How To Build A Data Mart Using Microsoft BI Stack Part 2 – OLAP Database Objects Modelling
September 9th, 2013 / No Comments » / by admin
In the FIRST POST to this series I analysed the schema, objects and the data they hold for our mini data mart project. In this post I would like to start digging into more nuts-and-bolts data warehouse development with some key concepts emphasised and preliminary code base for data mart objects developed.
Key Concepts
I was going to refrain from discussing the intricacies and principles of data mart design in more details, however, there are three concepts which I’d like to mention as they will form a linchpin of any further modelling or development activities we will proceed with. Number one is the concept of de-normalization. As opposed to OLTP data bases which typically focus on insert and update performance whilst minimising reads through dividing large tables into smaller and less redundant objects and defining relationships between them, OLAP design leans towards the process of attempting to optimize the read performance by adding redundant data or by grouping data, often referred to as de-normalizing. The focus here is on report performance and readability rather than lack of redundancy. A normalized design will often store different but related pieces of information in separate logical tables (called relations). If these relations are stored physically as separate disk files, completing a database query that draws information from several relations (a join operation) can be slow. If many relations are joined, it may be prohibitively slow. De-normalizing facilitates retrieval speed making query performance much more efficient. Following this logic, if the operational database stores locations in three separate tables to provide hierarchical view e.g. dbo.country, dbo.state and dbo.city, for the purpose of dimensional modeling we can roll this data up into one table called dbo.location. In that way, in order to retrieve sales data, for example, for any given post code stored in dbo.city table we will not need to traverse two other tables thus implicating unnecessary joins. Providing that sales data comes from fact dbo.sales table which is directly connected to dbo.location dimension, only one join will be involved rather than having to navigate through additional two joins. As our OLTP schema in pubs database is mostly designed in such way that collapsing multiple tables into one dimension or fact is hardly necessary, this becomes a straightforward exercise. For more detailed overview of the methodology involved in dimensional modeling you may want to read THIS DOCUMENT. Alternatively, there is copious amount of great publications available through the Internet.
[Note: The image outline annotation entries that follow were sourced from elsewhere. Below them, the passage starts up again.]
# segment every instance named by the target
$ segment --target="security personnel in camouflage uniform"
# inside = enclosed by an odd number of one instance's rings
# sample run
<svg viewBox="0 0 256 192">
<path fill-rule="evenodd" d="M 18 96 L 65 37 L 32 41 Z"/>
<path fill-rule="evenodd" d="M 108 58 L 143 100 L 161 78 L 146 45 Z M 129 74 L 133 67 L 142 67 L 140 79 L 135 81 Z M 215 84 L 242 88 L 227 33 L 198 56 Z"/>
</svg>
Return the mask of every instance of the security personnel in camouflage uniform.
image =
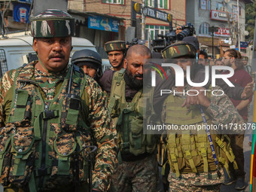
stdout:
<svg viewBox="0 0 256 192">
<path fill-rule="evenodd" d="M 106 191 L 116 130 L 99 85 L 68 66 L 74 18 L 46 10 L 32 34 L 38 60 L 1 80 L 0 182 L 7 191 Z"/>
<path fill-rule="evenodd" d="M 196 59 L 195 59 L 196 50 L 189 44 L 180 41 L 167 47 L 162 53 L 165 59 L 175 59 L 172 62 L 181 66 L 184 74 L 187 66 L 191 69 L 197 68 L 197 64 L 194 63 Z M 193 72 L 190 75 L 193 77 Z M 203 88 L 192 88 L 195 89 Z M 209 130 L 210 134 L 206 134 L 205 129 L 182 127 L 186 125 L 239 124 L 242 123 L 242 119 L 225 94 L 207 96 L 205 92 L 199 91 L 197 104 L 200 105 L 190 105 L 187 111 L 181 105 L 187 96 L 182 93 L 188 90 L 191 87 L 187 83 L 184 87 L 172 87 L 172 93 L 180 93 L 170 94 L 163 105 L 163 123 L 178 127 L 169 130 L 166 139 L 171 168 L 168 179 L 169 191 L 219 191 L 224 179 L 223 168 L 228 171 L 228 163 L 235 162 L 230 145 L 226 142 L 229 138 L 212 129 Z M 221 92 L 219 90 L 221 89 L 215 87 L 212 90 Z M 215 95 L 221 94 L 215 93 Z M 209 140 L 212 140 L 211 145 Z"/>
<path fill-rule="evenodd" d="M 105 51 L 108 56 L 111 68 L 113 71 L 120 71 L 123 68 L 123 59 L 126 55 L 126 44 L 123 41 L 112 41 L 104 44 Z"/>
<path fill-rule="evenodd" d="M 117 125 L 119 147 L 111 191 L 156 191 L 157 141 L 154 136 L 143 134 L 143 65 L 151 56 L 147 47 L 133 45 L 124 59 L 126 71 L 109 74 L 112 81 L 108 108 Z M 108 82 L 101 82 L 102 87 L 110 87 L 104 84 Z"/>
<path fill-rule="evenodd" d="M 83 69 L 86 75 L 96 81 L 102 76 L 102 59 L 94 50 L 89 49 L 77 50 L 72 55 L 71 62 Z"/>
</svg>

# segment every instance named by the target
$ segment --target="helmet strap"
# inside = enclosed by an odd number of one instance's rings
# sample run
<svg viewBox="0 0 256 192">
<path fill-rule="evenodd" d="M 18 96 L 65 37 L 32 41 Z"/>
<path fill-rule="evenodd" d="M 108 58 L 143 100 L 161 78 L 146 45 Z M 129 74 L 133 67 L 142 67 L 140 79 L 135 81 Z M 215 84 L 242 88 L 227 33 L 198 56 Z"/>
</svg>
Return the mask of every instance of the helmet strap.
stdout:
<svg viewBox="0 0 256 192">
<path fill-rule="evenodd" d="M 125 59 L 125 54 L 123 54 L 123 58 L 122 58 L 122 60 L 120 62 L 119 65 L 118 65 L 117 66 L 116 66 L 116 67 L 114 67 L 114 66 L 113 66 L 111 65 L 112 67 L 113 67 L 113 68 L 120 68 L 120 67 L 122 66 L 122 64 L 123 63 L 124 59 Z"/>
</svg>

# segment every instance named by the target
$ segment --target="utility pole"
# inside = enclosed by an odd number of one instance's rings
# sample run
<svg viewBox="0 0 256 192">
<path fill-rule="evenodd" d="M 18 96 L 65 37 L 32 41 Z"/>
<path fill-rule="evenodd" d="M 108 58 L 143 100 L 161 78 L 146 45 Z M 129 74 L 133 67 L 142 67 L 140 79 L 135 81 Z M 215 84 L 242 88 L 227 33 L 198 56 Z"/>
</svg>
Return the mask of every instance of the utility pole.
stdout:
<svg viewBox="0 0 256 192">
<path fill-rule="evenodd" d="M 142 40 L 145 40 L 145 15 L 143 13 L 143 9 L 145 8 L 145 0 L 142 0 Z"/>
</svg>

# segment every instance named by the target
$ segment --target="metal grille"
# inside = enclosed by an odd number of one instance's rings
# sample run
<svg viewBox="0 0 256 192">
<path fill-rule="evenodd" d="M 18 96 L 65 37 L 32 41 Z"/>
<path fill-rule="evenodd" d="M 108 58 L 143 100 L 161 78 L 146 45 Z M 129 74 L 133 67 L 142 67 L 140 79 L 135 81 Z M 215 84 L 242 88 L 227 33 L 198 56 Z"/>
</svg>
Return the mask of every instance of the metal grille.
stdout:
<svg viewBox="0 0 256 192">
<path fill-rule="evenodd" d="M 7 66 L 5 52 L 5 50 L 0 49 L 0 77 L 7 71 L 8 71 L 8 68 Z"/>
</svg>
Another important fact around dimensional modeling is the concept of surrogate keys. The idea is that instead of heaving values that naturally occur in OLPT environment, we have synthetic integer value that acts as dimension key. This surrogate key then becomes a foreign key in the fact table creating a relationship between the two. It is considered best practice to implement on all dimensions, possibly with the exception of date dimension which, depending on the school of thought you subscribe to, recommends storing converted date in a format DDMMYYYY as a table key, inserting an integer surrogate key or doing nothing and storing date in a pure date format (either way the key should be made up of unique values only). Surrogate keys assist when merging data from many dispersed OLTP systems, improve query performance and allow for changes tracking e.g. Slowly Changing Dimensions concept (more on SCD concept in subsequent posts to this series).
Finally, the concept of bridge tables also called associative entities. A bridge table’s purpose is to provide a connection between many-to-many dimension tables, and it is often referred to as a factless fact table. If we look at the below image with the objects highlighted and imagine that dbo.sales will become primary fact table, whereas dbo.authors and dbo.titles will be converted into dimension tables, we will notice that in order to process authors’ information we will need to go thorough titles’ data and its associated dbo.titleauthor table. Therefore, dbo.titleauthor table is a good candidate for a factless fact table – a fact table that serves as a link between two dimensions.
Based on the above information, and the schema/data analysis from POST 1 we can conclude that sales table in pubs database will become our fact table; publishers, authors, titles and stores will become dimension tables whereas dbo.titleauthor bridge table will become a factless fact table. Therefore, once all objects have been created (see the SQL code further on in this post), the data mart schema should resemble the diagram as per image below.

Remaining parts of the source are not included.